Mean Time to Repair
What is mean time to repair?
Mean time to repair (MTR) is the average time it takes for equipment to be diagnosed, repaired, and recovered after experiencing a failure.
Mean time to repair or recover (MTR), also abbreviated as MTTR, is a metric that is used to assess maintenance effectiveness.
One of the factors that contributes to a plant’s overall equipment effectiveness is the availability of the equipment to perform its functions. When equipment experiences downtime, especially due to failures, its availability is negatively impacted and therefore reflects poorly on the overall productivity of the system.
By keeping a data-driven mindset and proactively improving the MTR, the manufacturing processes can reduce availability losses due to repairs. The idea is to speed up the equipment’s rate of recovery from failures and breakdowns. Minimizing the MTR values of equipment is a step towards maximizing a plant’s productivity.
How to calculate MTR
The MTR is equal to the average duration of each stoppage due to failure. This is calculated by taking the total downtime that goes into the repair and recovery of equipment, divided by the number of times that the same equipment has stopped its operations.

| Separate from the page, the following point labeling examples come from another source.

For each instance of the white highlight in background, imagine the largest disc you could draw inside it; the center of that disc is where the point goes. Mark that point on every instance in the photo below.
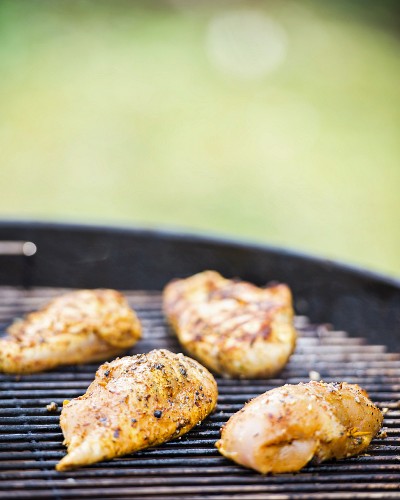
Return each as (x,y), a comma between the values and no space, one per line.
(246,43)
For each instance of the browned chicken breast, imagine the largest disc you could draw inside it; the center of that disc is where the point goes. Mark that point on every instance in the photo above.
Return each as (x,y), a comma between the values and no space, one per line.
(78,327)
(233,327)
(135,402)
(283,429)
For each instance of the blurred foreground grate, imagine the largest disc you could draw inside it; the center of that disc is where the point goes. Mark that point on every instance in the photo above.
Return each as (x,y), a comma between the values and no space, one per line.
(191,467)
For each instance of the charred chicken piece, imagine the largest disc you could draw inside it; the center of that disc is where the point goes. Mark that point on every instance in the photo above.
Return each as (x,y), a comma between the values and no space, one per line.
(135,402)
(283,429)
(233,327)
(78,327)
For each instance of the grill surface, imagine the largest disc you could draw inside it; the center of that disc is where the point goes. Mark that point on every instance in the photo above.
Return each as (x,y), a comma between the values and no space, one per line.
(191,467)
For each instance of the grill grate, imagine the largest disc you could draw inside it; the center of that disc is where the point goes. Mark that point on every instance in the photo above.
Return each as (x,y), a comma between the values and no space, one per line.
(191,467)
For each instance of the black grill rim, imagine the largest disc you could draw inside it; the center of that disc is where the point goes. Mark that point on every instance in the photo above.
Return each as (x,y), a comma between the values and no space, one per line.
(364,308)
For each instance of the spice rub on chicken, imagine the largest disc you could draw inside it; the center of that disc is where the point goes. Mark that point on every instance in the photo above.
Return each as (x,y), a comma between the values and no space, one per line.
(133,403)
(233,327)
(77,327)
(283,429)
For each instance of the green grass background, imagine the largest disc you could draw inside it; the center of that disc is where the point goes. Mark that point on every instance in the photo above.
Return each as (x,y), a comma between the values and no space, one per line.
(114,112)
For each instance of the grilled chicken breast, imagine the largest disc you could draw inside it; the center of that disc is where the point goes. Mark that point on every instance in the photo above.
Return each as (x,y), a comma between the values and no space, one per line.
(283,429)
(135,402)
(78,327)
(233,327)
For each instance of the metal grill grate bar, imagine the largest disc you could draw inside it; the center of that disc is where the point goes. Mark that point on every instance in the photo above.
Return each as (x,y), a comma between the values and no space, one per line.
(191,467)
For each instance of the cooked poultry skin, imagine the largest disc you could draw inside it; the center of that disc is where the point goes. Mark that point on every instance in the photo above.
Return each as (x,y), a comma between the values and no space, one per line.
(234,328)
(77,327)
(133,403)
(283,429)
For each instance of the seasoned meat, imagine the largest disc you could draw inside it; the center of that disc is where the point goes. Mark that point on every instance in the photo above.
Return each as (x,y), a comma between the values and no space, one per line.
(233,327)
(135,402)
(78,327)
(283,429)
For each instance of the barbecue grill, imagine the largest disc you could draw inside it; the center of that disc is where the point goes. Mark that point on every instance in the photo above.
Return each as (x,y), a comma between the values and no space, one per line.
(349,329)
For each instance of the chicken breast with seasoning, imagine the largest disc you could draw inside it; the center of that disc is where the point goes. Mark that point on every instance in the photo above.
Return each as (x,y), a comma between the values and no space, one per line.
(135,402)
(233,327)
(77,327)
(283,429)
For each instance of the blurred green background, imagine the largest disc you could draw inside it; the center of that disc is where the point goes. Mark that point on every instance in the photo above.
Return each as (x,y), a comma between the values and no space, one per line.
(271,121)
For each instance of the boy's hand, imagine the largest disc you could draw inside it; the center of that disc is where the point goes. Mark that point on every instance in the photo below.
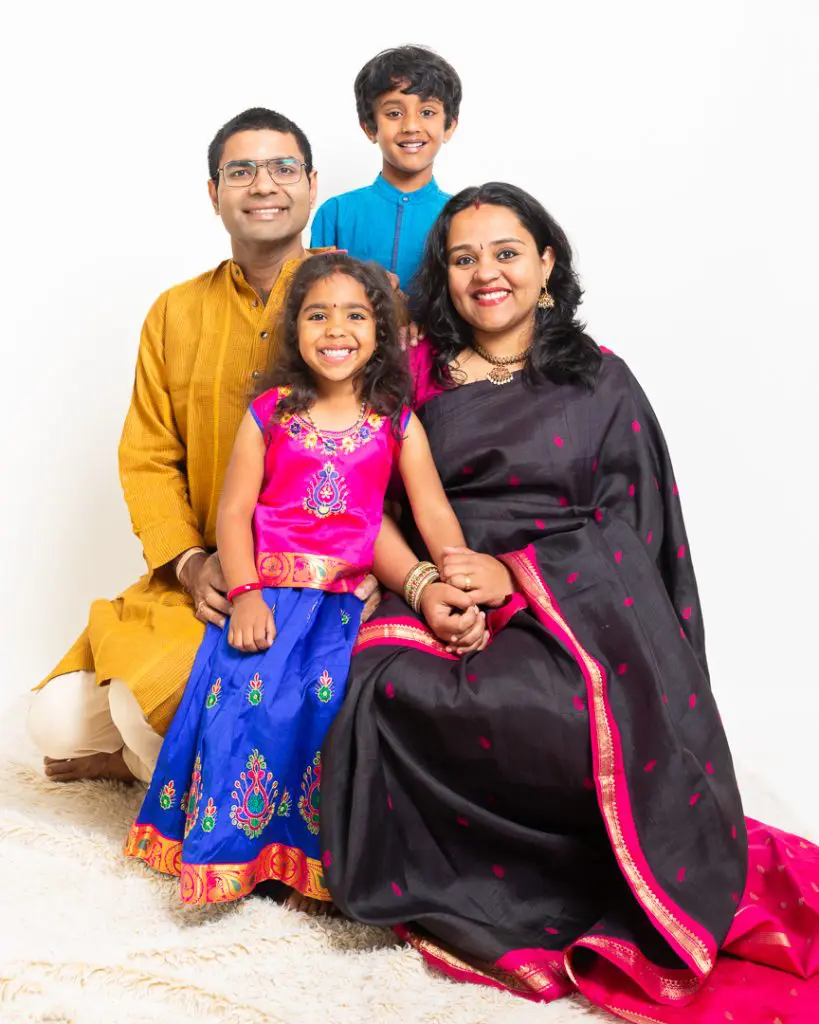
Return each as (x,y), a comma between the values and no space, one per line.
(252,627)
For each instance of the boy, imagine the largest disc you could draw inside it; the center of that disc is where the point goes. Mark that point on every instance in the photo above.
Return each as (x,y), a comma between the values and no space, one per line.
(407,100)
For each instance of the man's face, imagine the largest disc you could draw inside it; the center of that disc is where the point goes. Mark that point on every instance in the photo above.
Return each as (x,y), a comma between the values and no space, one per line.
(264,211)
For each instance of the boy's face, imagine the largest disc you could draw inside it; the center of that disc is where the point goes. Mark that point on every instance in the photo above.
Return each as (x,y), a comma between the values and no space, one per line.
(410,130)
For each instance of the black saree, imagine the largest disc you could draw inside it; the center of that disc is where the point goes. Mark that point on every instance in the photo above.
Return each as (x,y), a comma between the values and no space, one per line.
(561,809)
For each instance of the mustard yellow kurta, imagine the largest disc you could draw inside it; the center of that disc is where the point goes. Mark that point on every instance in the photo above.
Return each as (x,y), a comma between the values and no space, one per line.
(204,346)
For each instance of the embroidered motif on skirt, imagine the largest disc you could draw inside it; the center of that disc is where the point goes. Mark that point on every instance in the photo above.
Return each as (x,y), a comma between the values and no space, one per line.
(255,792)
(310,800)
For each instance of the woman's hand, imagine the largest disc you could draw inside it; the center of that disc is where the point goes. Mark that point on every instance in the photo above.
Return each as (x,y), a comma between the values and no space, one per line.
(454,619)
(486,580)
(252,627)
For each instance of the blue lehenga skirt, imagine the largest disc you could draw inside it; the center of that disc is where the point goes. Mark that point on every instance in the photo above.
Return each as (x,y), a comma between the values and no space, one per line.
(235,796)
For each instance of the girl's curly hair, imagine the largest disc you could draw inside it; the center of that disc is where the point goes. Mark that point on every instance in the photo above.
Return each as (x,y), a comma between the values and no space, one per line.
(384,381)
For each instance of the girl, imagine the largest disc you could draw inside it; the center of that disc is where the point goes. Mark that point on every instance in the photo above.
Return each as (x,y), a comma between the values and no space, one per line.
(235,796)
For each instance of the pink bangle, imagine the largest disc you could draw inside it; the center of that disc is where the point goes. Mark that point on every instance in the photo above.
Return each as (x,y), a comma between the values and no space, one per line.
(246,588)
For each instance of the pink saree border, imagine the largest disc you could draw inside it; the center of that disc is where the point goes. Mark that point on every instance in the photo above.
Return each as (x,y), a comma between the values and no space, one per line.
(690,940)
(532,974)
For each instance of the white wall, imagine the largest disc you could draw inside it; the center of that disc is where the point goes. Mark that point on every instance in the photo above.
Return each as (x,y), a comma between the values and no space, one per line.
(677,144)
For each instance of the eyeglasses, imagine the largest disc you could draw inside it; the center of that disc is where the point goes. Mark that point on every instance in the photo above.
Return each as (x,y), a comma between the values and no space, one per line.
(242,173)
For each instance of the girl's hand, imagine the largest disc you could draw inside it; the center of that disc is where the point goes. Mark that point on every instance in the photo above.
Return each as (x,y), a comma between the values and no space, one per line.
(252,627)
(454,619)
(486,580)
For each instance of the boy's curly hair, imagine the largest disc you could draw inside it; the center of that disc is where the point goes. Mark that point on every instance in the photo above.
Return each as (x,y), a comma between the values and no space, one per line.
(416,70)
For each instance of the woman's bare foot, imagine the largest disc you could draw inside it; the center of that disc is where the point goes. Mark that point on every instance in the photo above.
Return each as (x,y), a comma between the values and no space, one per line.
(92,766)
(314,907)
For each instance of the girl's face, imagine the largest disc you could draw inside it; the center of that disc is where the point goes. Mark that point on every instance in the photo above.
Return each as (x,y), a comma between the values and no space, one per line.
(337,329)
(496,271)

MTR can be written in the form of the formula:
MTR = Total downtime / # occurrences of stoppages
Suppose that a mechanical mixer, usually operating 10 hours per day, broke down twice in a month. Let’s say that the first breakdown was due to a severely broken part that took 3 hours to replace. The second breakdown was caused by the system overheating and it took 4 hours to repair and recondition the mixer.
In this scenario, the total downtime caused by a total of 2 events is 7 hours. This puts the MTR at 3.5 hours as shown by the calculation below.
MTR = Total downtime / # occurrences of stoppages = (3 hours + 4 hours) / 2 occurrences = 3.5 hours per occurrence
Note that MTR formula in itself, is not dependent on the span of time in which the equipment operates (i.e. uptime). MTR is only quantified by the average time each stoppage lasts, regardless of the period between the instances of downtime.
Another metric used with MTR to characterize availability is the mean time between failure (MTBF). Working on these variables are important to ensuring plant availability.
How to improve MTR
The most effective way to reduce MTR is to get to the root cause of the failure before it even occurs. Closely monitoring operational data of each piece of equipment in the plant enables the early detection of possible causes of failure. In today’s setting, these tasks can be completed more easily and accurately with tools such as CMMS software.
Performing preventive maintenance on equipment addresses most issues that eventually lead to major breakdowns. When equipment is routinely scheduled for inspection and maintenance work, points of failure are identified early and the resulting MTR is relatively short.
Another way to improve MTR and increase availability is to map out and plan ahead of possible breakdown scenarios. Anticipation of possible causes of breakdown can better equip the team with efficient solutions to quickly resolve issues.
Tips when using MTR as a key performance indicator
A study on the maintenance benchmarks in the Chilean mining industry briefly discusses some key challenges that were encountered when comparing operations of companies within the industry. Though diligence in noting reliability and availability data has improved over the years, the method of measuring metrics such as MTR has no clear industry standard.
The study found that some mines would include all stoppages (including preventive maintenance and scheduled maintenance) in their calculation of downtime, while others only consider stoppages due to failures and breakdowns. This requires an extra step of understanding the context of recorded data before effectively comparing two or more operations.
Keeping in mind potential inconsistencies in recording data, it is important to always define the methodology by which variables within the operations are measured. This provides a transparent guide for internal teams and external stakeholders alike.